Bugün aynı zamanda, bazı yazar, bilim adamı ve düşünürlerimizin tedavülden kalktığı gün olarak da tarihe geçecektir.
Her kim ki; bugün hálá kafasını gömdüğü kumdan çıkaramamaktadır, onlar da bugün tarihe gömülüyorlar.
Ülkenin türlü çeşitli gerici ve faşistleri var.
Bugün hepsi tedavülden kalkmıyor.
* * *
Ancak, aralarında hálá:
1) ısrarla ve inatla AKP hükümetinin gizli bir şeriat ajandası olduğunu beyan edenler,
2) Her fırsatta analarının eteği altına kaçar gibi, askere davetiye çıkaran, askeri uyaran, eski apoletinin altına sığınan tüm postalseverler bugün itibari ile hiçbir anlam ifade etmez hale geliyorlar.
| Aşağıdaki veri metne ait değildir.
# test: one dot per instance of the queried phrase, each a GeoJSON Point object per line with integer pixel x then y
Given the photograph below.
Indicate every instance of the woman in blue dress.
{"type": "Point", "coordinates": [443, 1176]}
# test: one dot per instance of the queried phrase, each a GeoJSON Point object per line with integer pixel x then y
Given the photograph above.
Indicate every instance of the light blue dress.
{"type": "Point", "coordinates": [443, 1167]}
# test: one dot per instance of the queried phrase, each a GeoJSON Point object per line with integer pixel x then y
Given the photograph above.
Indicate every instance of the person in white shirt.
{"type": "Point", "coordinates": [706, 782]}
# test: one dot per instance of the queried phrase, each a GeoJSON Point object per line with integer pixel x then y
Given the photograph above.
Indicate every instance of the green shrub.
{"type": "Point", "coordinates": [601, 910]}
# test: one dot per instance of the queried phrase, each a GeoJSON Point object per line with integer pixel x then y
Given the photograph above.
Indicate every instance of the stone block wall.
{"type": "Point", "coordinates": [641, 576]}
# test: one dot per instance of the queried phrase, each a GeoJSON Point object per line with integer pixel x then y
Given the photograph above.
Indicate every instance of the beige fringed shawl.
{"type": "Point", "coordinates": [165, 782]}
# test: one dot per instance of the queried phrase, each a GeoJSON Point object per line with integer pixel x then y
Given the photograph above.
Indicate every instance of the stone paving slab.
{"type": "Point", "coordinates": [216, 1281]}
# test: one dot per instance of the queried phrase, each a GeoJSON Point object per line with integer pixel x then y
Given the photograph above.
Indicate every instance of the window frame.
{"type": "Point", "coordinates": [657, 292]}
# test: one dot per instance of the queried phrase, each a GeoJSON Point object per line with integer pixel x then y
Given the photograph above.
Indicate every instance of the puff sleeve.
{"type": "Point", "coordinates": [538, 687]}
Unvanları ne olursa olsun bu zevat toplum önünde tüm saygınlıklarını yitirdiler.
* * *
Onları da ileride araştırmacılar ‘nerede idik, nereye geldik?’ sorusu içinde irdeleteceklerdir.
Hele hele daha henüz 28 Şubat döneminde birbirinden nefret eden, birbirinin kellesini isteyen insanların şimdi ‘aman Türkiye değişmesin!’ hedefinde birbirlerini referans veriyor olmaları, ilerideki Aziz Nesin’lere epey malzeme oluşturacaktır.
Bugün önemli bir gün. Bugün analiz yapmak, illa ki öküzün altında buzağı aramak yanlış.
Türkiye’nin bugüne ulaşmasında gayret gösteren herkese ama herkese saygılarımı sunuyorum.